And the (presumably) Democratic-controlled Senate would determine the vice president and give it to Joe Biden.
So the first election decided by Congress in more than a century would produce a Republican president handcuffed to a Democratic vice president.
I think we can count on Good Ol' Joe to devote himself to tormenting President Mittens.
When Romney begins his "I, Willard ..." at the inauguration, Joe can howl like a banshee, "That's a bunch of malarkey!"
When Biden sits behind Romney at his first State of the Union address, in that familiar tiered TV shot, the vice president can guffaw and roll his eyes and slap his knee and put his head in his hands and wave a sign behind Mitt's slick head that reads, "Bunch of stuff."
I think we can count on Joe to ignore an enraged Tagg shaking his fist from the gallery.
A historic tie, which would spur demonstrations that would make the health care battle look like the Macy's Thanksgiving Day Parade, seems a logical conclusion of the bitter partisan paralysis here and the bottom-feeding campaign, where hope has been chased out by lies on one side and character exaggeration on the other.
And why is the race so perilously close, given the dizzying fall of W. and the dizzying rise of Obama, a mere four years ago?
It is partly because of Obama's endless odyssey of self-discovery, where he rattles around in his own head, trying to figure out who he is and why he's stuck on a Denver debate stage, forced to justify himself in this clownish format against this shape-shifting chucklehead.
At the first debate, the president gave off such a feeling of ennui, he could have used a fainting couch. It suddenly made many voters who thought it only fair that Obama get another term, given the mountain of trouble W. had left behind, wonder if that second chance would be embraced with energy, imagination and zest.
And the race is vise-tight because Mitt's a marvel. Never in modern memory has a presidential candidate so brazenly contorted himself, switching positions to suit the moment and pushing claims, like about Obama's imaginary "apology tour," that have been debunked.
But as Bill Clinton warned the Obama team last year, attacking Romney as a flip-flopper, as the president did Monday night in Boca Raton, can help Mitt with centrist voters who like the idea that he's actually a sheep in Wolfowitz clothing.
Forgoing his Klingon rhetoric, Mitt played cling-on to Obama's Spock, suddenly clutching onto the president's positions on China, Iran, the Afghanistan deadline, drones and ousting Hosni Mubarak. Romney was running so far to the left of Obama that he never even mentioned the tangled White House response to the Benghazi consulate slaughter, which Republicans on the Hill have been working tirelessly to tee up for him.
In the surest sign that Mitt had donned a more soothing costume, he even made a flattering reference to the United Nations, the bete noire of his hawkish neocon foreign policy advisers.

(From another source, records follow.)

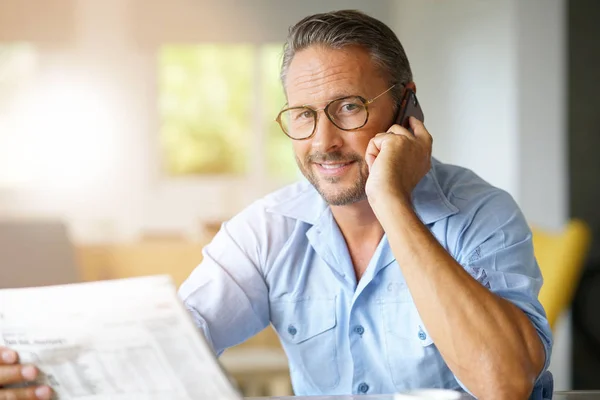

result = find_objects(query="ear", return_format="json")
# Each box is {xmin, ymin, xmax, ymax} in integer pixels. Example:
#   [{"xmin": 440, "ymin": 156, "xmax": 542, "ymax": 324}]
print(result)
[{"xmin": 404, "ymin": 81, "xmax": 417, "ymax": 94}]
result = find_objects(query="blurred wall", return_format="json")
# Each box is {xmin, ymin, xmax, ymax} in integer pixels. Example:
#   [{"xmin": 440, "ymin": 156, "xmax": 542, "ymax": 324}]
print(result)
[{"xmin": 394, "ymin": 1, "xmax": 520, "ymax": 196}]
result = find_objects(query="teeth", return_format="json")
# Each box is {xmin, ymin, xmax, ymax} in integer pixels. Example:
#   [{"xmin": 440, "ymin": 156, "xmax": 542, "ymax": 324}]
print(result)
[{"xmin": 320, "ymin": 163, "xmax": 348, "ymax": 169}]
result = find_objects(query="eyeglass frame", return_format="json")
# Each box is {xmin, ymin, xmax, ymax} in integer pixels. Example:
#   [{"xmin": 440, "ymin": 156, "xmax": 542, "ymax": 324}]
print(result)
[{"xmin": 275, "ymin": 83, "xmax": 400, "ymax": 140}]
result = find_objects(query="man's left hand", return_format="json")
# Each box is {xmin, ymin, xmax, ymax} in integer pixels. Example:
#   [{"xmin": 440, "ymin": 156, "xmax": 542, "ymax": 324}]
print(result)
[{"xmin": 364, "ymin": 116, "xmax": 432, "ymax": 209}]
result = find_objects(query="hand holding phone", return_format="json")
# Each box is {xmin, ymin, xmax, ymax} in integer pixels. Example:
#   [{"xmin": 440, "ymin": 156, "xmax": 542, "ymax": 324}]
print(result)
[
  {"xmin": 393, "ymin": 88, "xmax": 424, "ymax": 135},
  {"xmin": 365, "ymin": 86, "xmax": 430, "ymax": 205}
]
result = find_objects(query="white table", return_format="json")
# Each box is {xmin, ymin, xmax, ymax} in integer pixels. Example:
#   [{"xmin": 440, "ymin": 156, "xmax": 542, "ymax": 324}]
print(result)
[{"xmin": 246, "ymin": 391, "xmax": 600, "ymax": 400}]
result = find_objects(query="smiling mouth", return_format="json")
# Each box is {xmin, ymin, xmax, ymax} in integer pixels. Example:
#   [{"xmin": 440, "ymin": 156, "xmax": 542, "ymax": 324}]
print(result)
[
  {"xmin": 317, "ymin": 162, "xmax": 353, "ymax": 169},
  {"xmin": 313, "ymin": 161, "xmax": 357, "ymax": 177}
]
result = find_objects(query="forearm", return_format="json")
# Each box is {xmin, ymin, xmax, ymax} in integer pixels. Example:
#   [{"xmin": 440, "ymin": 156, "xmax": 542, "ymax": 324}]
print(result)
[{"xmin": 377, "ymin": 197, "xmax": 545, "ymax": 398}]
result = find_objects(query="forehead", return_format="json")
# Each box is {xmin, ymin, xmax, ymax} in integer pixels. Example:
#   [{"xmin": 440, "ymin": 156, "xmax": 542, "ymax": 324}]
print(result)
[{"xmin": 284, "ymin": 45, "xmax": 386, "ymax": 107}]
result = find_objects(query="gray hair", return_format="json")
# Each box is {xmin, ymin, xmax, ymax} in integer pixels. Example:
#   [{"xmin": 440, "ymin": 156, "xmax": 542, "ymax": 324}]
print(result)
[{"xmin": 280, "ymin": 9, "xmax": 413, "ymax": 105}]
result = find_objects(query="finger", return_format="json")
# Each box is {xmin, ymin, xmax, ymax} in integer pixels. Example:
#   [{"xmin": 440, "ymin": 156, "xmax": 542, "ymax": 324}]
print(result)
[
  {"xmin": 0, "ymin": 364, "xmax": 38, "ymax": 386},
  {"xmin": 387, "ymin": 123, "xmax": 414, "ymax": 138},
  {"xmin": 0, "ymin": 349, "xmax": 18, "ymax": 365},
  {"xmin": 365, "ymin": 133, "xmax": 403, "ymax": 170},
  {"xmin": 365, "ymin": 136, "xmax": 382, "ymax": 171},
  {"xmin": 409, "ymin": 117, "xmax": 432, "ymax": 144},
  {"xmin": 0, "ymin": 385, "xmax": 52, "ymax": 400}
]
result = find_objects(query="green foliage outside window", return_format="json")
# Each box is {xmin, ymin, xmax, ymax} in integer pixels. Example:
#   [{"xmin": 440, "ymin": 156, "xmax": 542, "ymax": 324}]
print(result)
[
  {"xmin": 159, "ymin": 44, "xmax": 298, "ymax": 180},
  {"xmin": 261, "ymin": 45, "xmax": 298, "ymax": 180},
  {"xmin": 159, "ymin": 45, "xmax": 253, "ymax": 175}
]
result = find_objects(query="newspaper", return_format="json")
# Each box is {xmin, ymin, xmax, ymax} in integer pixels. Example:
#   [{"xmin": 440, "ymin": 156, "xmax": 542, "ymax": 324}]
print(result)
[{"xmin": 0, "ymin": 275, "xmax": 243, "ymax": 400}]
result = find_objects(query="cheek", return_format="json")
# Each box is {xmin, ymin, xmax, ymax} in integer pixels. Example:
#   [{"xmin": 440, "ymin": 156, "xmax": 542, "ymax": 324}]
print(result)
[
  {"xmin": 292, "ymin": 142, "xmax": 310, "ymax": 161},
  {"xmin": 347, "ymin": 134, "xmax": 374, "ymax": 157}
]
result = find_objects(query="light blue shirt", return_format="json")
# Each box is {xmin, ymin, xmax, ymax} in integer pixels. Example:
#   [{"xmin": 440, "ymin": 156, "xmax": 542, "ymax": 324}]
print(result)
[{"xmin": 178, "ymin": 158, "xmax": 553, "ymax": 397}]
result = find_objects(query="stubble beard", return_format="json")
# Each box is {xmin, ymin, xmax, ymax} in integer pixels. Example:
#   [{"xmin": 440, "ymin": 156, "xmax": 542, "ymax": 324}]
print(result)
[{"xmin": 295, "ymin": 151, "xmax": 369, "ymax": 206}]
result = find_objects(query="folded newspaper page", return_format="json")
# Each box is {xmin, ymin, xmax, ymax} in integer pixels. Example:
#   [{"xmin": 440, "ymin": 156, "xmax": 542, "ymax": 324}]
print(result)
[{"xmin": 0, "ymin": 275, "xmax": 243, "ymax": 400}]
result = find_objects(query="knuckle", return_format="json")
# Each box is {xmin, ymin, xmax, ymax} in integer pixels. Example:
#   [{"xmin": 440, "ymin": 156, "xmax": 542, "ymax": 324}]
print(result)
[
  {"xmin": 397, "ymin": 134, "xmax": 411, "ymax": 143},
  {"xmin": 387, "ymin": 125, "xmax": 401, "ymax": 134}
]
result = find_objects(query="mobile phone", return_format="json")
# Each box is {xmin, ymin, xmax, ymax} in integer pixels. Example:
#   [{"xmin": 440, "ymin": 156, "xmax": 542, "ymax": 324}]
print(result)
[{"xmin": 394, "ymin": 89, "xmax": 424, "ymax": 134}]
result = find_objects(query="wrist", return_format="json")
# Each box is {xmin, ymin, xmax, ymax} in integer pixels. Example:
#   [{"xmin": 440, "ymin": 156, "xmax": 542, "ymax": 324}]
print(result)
[{"xmin": 369, "ymin": 190, "xmax": 414, "ymax": 220}]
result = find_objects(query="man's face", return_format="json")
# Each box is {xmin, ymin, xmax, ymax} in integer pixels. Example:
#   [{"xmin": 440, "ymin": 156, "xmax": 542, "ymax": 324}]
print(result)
[{"xmin": 284, "ymin": 45, "xmax": 396, "ymax": 206}]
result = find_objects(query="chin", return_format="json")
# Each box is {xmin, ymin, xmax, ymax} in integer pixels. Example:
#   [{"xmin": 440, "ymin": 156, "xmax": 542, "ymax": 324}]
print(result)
[{"xmin": 318, "ymin": 183, "xmax": 367, "ymax": 206}]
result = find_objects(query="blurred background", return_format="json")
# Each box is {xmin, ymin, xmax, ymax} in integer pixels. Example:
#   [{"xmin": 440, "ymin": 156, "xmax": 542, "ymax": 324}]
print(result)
[{"xmin": 1, "ymin": 0, "xmax": 599, "ymax": 396}]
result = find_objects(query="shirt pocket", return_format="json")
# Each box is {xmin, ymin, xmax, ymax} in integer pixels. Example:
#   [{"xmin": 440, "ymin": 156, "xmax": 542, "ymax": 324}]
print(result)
[
  {"xmin": 270, "ymin": 297, "xmax": 339, "ymax": 390},
  {"xmin": 380, "ymin": 295, "xmax": 448, "ymax": 391}
]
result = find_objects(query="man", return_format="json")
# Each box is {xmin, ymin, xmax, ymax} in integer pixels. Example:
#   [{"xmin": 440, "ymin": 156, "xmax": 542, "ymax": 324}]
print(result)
[
  {"xmin": 178, "ymin": 10, "xmax": 551, "ymax": 399},
  {"xmin": 0, "ymin": 9, "xmax": 551, "ymax": 400}
]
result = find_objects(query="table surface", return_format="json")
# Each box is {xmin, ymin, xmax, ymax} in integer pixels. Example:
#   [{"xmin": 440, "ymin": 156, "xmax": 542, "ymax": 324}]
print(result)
[
  {"xmin": 221, "ymin": 348, "xmax": 289, "ymax": 373},
  {"xmin": 246, "ymin": 391, "xmax": 600, "ymax": 399}
]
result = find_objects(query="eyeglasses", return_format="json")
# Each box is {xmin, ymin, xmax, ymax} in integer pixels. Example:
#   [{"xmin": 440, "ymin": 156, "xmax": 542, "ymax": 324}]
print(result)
[{"xmin": 275, "ymin": 84, "xmax": 397, "ymax": 140}]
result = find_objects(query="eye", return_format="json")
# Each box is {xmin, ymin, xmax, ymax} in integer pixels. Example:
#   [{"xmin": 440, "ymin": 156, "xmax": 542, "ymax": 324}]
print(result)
[
  {"xmin": 292, "ymin": 109, "xmax": 313, "ymax": 120},
  {"xmin": 339, "ymin": 102, "xmax": 362, "ymax": 114},
  {"xmin": 299, "ymin": 110, "xmax": 313, "ymax": 119},
  {"xmin": 342, "ymin": 103, "xmax": 360, "ymax": 111}
]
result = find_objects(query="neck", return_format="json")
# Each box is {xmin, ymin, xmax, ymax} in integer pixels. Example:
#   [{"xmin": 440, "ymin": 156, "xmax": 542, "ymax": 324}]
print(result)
[{"xmin": 330, "ymin": 198, "xmax": 384, "ymax": 245}]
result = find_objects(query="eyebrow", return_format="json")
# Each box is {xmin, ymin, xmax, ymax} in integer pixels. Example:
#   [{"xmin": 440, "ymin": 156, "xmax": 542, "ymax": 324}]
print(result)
[{"xmin": 290, "ymin": 91, "xmax": 360, "ymax": 108}]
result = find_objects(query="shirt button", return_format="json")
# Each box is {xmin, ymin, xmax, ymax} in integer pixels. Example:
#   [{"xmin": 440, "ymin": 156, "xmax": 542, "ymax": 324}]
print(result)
[
  {"xmin": 418, "ymin": 326, "xmax": 427, "ymax": 340},
  {"xmin": 354, "ymin": 325, "xmax": 365, "ymax": 335},
  {"xmin": 288, "ymin": 325, "xmax": 297, "ymax": 336},
  {"xmin": 358, "ymin": 383, "xmax": 369, "ymax": 393}
]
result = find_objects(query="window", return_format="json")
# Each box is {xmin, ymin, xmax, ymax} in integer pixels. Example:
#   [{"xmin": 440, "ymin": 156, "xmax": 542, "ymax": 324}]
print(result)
[
  {"xmin": 260, "ymin": 44, "xmax": 296, "ymax": 180},
  {"xmin": 158, "ymin": 44, "xmax": 297, "ymax": 181}
]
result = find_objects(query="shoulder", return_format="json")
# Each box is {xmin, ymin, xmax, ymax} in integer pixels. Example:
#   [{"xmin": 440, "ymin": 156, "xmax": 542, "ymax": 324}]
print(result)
[
  {"xmin": 214, "ymin": 180, "xmax": 324, "ymax": 267},
  {"xmin": 430, "ymin": 159, "xmax": 530, "ymax": 261},
  {"xmin": 432, "ymin": 159, "xmax": 521, "ymax": 221}
]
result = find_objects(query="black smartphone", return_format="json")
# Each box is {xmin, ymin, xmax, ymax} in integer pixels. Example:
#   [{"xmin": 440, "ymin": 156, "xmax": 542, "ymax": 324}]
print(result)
[{"xmin": 394, "ymin": 88, "xmax": 424, "ymax": 135}]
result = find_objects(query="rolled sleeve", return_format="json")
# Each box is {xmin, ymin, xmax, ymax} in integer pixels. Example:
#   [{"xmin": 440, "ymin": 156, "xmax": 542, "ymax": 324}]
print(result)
[
  {"xmin": 464, "ymin": 230, "xmax": 553, "ymax": 374},
  {"xmin": 455, "ymin": 191, "xmax": 553, "ymax": 387}
]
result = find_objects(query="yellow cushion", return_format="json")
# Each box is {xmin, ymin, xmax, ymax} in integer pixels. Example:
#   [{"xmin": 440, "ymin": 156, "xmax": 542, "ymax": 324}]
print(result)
[{"xmin": 532, "ymin": 219, "xmax": 591, "ymax": 330}]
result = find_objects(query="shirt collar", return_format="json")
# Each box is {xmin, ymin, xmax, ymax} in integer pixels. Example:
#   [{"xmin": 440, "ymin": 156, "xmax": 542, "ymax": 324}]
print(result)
[
  {"xmin": 265, "ymin": 180, "xmax": 329, "ymax": 225},
  {"xmin": 267, "ymin": 158, "xmax": 458, "ymax": 226}
]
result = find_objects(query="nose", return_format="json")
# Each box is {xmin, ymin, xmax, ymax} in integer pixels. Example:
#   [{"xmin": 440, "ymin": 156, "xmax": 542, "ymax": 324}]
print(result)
[{"xmin": 310, "ymin": 111, "xmax": 343, "ymax": 153}]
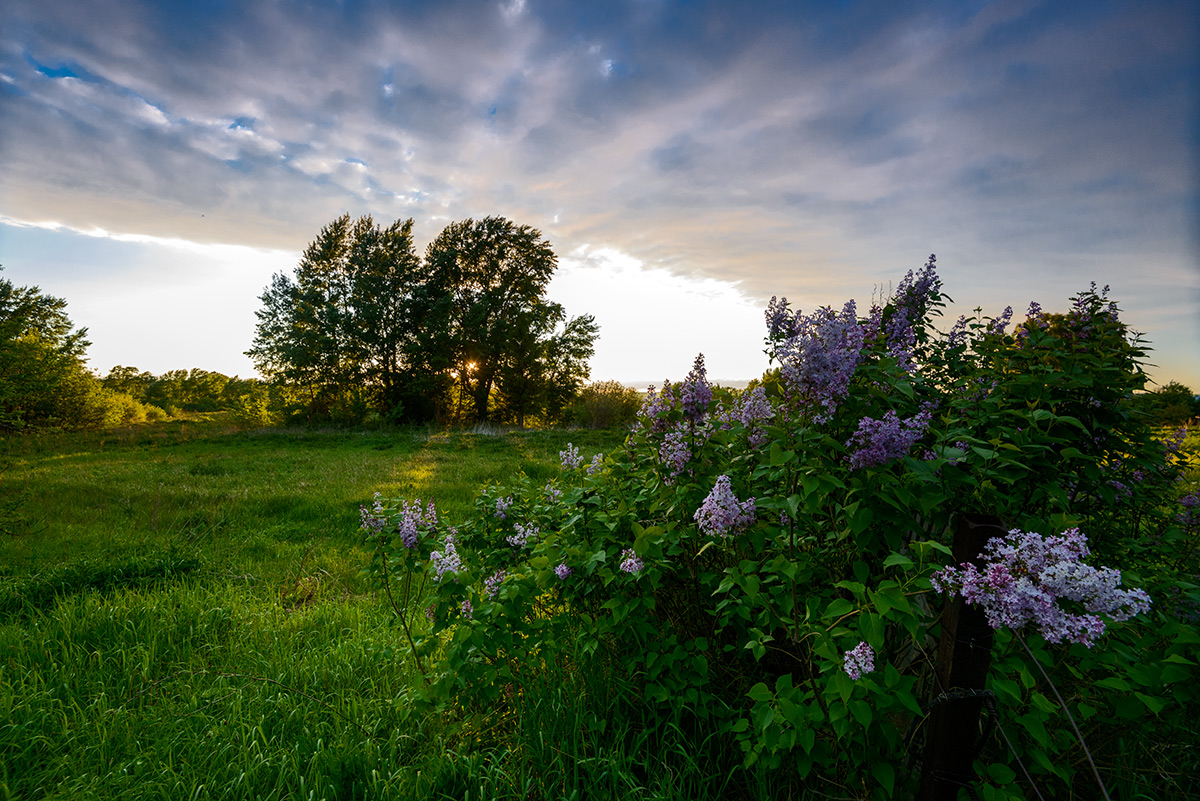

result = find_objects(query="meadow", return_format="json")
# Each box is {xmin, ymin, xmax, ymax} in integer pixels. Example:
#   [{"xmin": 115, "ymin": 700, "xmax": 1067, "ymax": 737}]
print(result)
[{"xmin": 1, "ymin": 419, "xmax": 729, "ymax": 801}]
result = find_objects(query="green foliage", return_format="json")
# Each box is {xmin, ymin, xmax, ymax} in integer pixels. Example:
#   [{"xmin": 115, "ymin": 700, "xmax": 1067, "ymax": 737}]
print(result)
[
  {"xmin": 367, "ymin": 269, "xmax": 1200, "ymax": 798},
  {"xmin": 569, "ymin": 380, "xmax": 644, "ymax": 429},
  {"xmin": 0, "ymin": 421, "xmax": 630, "ymax": 799},
  {"xmin": 1132, "ymin": 380, "xmax": 1200, "ymax": 427},
  {"xmin": 248, "ymin": 215, "xmax": 599, "ymax": 427}
]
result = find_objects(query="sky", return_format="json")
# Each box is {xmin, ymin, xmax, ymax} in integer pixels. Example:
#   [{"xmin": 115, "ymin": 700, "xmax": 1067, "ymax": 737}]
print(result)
[{"xmin": 1, "ymin": 0, "xmax": 1197, "ymax": 389}]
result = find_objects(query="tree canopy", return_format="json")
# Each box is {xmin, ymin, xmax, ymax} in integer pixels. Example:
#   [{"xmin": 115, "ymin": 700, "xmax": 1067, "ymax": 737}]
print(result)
[
  {"xmin": 0, "ymin": 265, "xmax": 111, "ymax": 431},
  {"xmin": 247, "ymin": 215, "xmax": 599, "ymax": 425}
]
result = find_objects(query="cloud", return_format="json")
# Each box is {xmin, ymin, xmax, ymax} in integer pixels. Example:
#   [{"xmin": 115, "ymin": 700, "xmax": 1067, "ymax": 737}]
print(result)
[{"xmin": 0, "ymin": 0, "xmax": 1195, "ymax": 383}]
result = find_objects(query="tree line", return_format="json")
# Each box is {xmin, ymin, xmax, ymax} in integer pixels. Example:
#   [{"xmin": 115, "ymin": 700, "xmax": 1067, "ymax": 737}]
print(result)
[{"xmin": 246, "ymin": 214, "xmax": 599, "ymax": 426}]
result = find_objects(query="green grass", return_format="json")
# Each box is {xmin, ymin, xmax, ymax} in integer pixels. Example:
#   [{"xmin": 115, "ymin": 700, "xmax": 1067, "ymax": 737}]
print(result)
[{"xmin": 0, "ymin": 418, "xmax": 656, "ymax": 801}]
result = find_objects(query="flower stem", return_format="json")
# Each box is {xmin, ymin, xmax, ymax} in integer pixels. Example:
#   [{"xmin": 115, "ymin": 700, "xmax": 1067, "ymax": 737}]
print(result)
[{"xmin": 1016, "ymin": 633, "xmax": 1110, "ymax": 801}]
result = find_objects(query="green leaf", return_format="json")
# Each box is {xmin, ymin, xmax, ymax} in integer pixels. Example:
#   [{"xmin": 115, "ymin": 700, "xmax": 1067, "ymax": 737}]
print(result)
[
  {"xmin": 823, "ymin": 598, "xmax": 855, "ymax": 620},
  {"xmin": 1135, "ymin": 692, "xmax": 1166, "ymax": 715},
  {"xmin": 871, "ymin": 763, "xmax": 895, "ymax": 795},
  {"xmin": 883, "ymin": 552, "xmax": 914, "ymax": 570}
]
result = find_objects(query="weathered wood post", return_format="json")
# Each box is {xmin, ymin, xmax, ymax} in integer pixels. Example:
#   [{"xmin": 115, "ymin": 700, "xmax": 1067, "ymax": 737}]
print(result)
[{"xmin": 918, "ymin": 513, "xmax": 1006, "ymax": 800}]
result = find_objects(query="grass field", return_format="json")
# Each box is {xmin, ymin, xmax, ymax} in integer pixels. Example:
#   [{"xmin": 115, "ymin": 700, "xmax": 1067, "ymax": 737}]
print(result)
[{"xmin": 4, "ymin": 419, "xmax": 745, "ymax": 801}]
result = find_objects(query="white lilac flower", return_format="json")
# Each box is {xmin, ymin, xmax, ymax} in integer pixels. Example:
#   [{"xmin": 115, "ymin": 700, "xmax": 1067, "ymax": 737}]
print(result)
[
  {"xmin": 587, "ymin": 453, "xmax": 604, "ymax": 475},
  {"xmin": 843, "ymin": 641, "xmax": 876, "ymax": 680}
]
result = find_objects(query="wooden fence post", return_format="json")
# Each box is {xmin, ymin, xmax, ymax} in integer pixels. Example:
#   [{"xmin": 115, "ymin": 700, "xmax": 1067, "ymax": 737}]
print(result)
[{"xmin": 918, "ymin": 513, "xmax": 1006, "ymax": 800}]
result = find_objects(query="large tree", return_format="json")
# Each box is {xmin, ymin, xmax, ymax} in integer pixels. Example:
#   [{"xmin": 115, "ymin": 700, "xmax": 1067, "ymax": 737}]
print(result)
[
  {"xmin": 0, "ymin": 265, "xmax": 111, "ymax": 430},
  {"xmin": 248, "ymin": 215, "xmax": 598, "ymax": 425},
  {"xmin": 424, "ymin": 216, "xmax": 597, "ymax": 424},
  {"xmin": 246, "ymin": 214, "xmax": 423, "ymax": 421}
]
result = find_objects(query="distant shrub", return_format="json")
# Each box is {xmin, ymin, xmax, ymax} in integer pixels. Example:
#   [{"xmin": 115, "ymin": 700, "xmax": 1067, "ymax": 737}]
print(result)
[{"xmin": 569, "ymin": 380, "xmax": 643, "ymax": 429}]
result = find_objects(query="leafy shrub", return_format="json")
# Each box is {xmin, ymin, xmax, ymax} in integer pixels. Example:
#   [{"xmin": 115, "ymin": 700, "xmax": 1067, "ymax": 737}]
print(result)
[
  {"xmin": 569, "ymin": 380, "xmax": 644, "ymax": 429},
  {"xmin": 365, "ymin": 259, "xmax": 1199, "ymax": 799}
]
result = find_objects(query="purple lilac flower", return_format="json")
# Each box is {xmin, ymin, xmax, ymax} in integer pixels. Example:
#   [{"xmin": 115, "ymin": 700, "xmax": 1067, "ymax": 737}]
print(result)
[
  {"xmin": 930, "ymin": 528, "xmax": 1152, "ymax": 647},
  {"xmin": 694, "ymin": 475, "xmax": 756, "ymax": 539},
  {"xmin": 425, "ymin": 603, "xmax": 436, "ymax": 623},
  {"xmin": 559, "ymin": 443, "xmax": 582, "ymax": 470},
  {"xmin": 679, "ymin": 354, "xmax": 714, "ymax": 421},
  {"xmin": 484, "ymin": 569, "xmax": 507, "ymax": 599},
  {"xmin": 775, "ymin": 300, "xmax": 870, "ymax": 423},
  {"xmin": 946, "ymin": 315, "xmax": 969, "ymax": 347},
  {"xmin": 843, "ymin": 641, "xmax": 876, "ymax": 680},
  {"xmin": 587, "ymin": 453, "xmax": 604, "ymax": 475},
  {"xmin": 734, "ymin": 386, "xmax": 775, "ymax": 448},
  {"xmin": 460, "ymin": 599, "xmax": 473, "ymax": 619},
  {"xmin": 659, "ymin": 425, "xmax": 691, "ymax": 478},
  {"xmin": 507, "ymin": 523, "xmax": 540, "ymax": 548},
  {"xmin": 988, "ymin": 306, "xmax": 1014, "ymax": 335},
  {"xmin": 494, "ymin": 495, "xmax": 513, "ymax": 520},
  {"xmin": 634, "ymin": 382, "xmax": 676, "ymax": 435},
  {"xmin": 1178, "ymin": 491, "xmax": 1200, "ymax": 528},
  {"xmin": 397, "ymin": 499, "xmax": 438, "ymax": 549},
  {"xmin": 1162, "ymin": 428, "xmax": 1188, "ymax": 456},
  {"xmin": 619, "ymin": 548, "xmax": 644, "ymax": 575},
  {"xmin": 431, "ymin": 533, "xmax": 462, "ymax": 580},
  {"xmin": 765, "ymin": 295, "xmax": 795, "ymax": 341},
  {"xmin": 845, "ymin": 406, "xmax": 934, "ymax": 470},
  {"xmin": 545, "ymin": 482, "xmax": 562, "ymax": 502},
  {"xmin": 555, "ymin": 562, "xmax": 572, "ymax": 580},
  {"xmin": 885, "ymin": 257, "xmax": 941, "ymax": 369},
  {"xmin": 359, "ymin": 498, "xmax": 386, "ymax": 537}
]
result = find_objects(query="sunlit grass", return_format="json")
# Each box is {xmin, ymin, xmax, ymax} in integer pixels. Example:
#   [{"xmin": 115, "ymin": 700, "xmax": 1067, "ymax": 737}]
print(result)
[{"xmin": 0, "ymin": 419, "xmax": 634, "ymax": 800}]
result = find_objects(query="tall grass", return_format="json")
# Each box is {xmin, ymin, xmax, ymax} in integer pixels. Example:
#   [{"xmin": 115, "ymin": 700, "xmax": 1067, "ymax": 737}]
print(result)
[{"xmin": 0, "ymin": 419, "xmax": 635, "ymax": 800}]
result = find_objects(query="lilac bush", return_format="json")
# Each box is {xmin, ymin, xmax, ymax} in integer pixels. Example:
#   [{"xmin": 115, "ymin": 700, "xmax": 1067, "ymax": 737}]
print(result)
[{"xmin": 362, "ymin": 261, "xmax": 1198, "ymax": 800}]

But it was no doubt the neocons who coached Romney to sheath the bayonet to neutralize Obama charges of warmongering. In The Weekly Standard, Bill Kristol urged Mitt to be "pre-presidential." (Sort of like pre-emptive war.) He advised Romney to speak at the debate "in a bipartisan way" and appeal "to the broad American tradition of international leadership, and to the actions of Harry Truman as well as those of Ronald Reagan." He advised praising "our diplomats" and "finding something to praise in the actions of President Obama."
Obama blew the first debate because he can't stand the phoniness of jousts, and he seemed flummoxed by the mind-boggling phoniness of Romney. For the first time, we see President Cool unable to keep his feelings completely cloaked.
In Boca, his dark eyes were glaring daggers at Romney, who was sporting his smarmy smile and mine-is-bigger-than-yours flag pin.
If Romney gets to the Situation Room, will we see Cipher Mitt, the vessel of the neocons? Or will we see Moderate Mitt, chastising the hawks who are eager to pick up where they left off bombing, in Iran and Syria with a variation on the line he used about al-Qaida at the debate: "We can't kill our way out of this mess"?
It's impossible to know. Mitt may have made so many compromises to get the prize that he doesn't have a true self anymore.
And that's the scariest thought of all.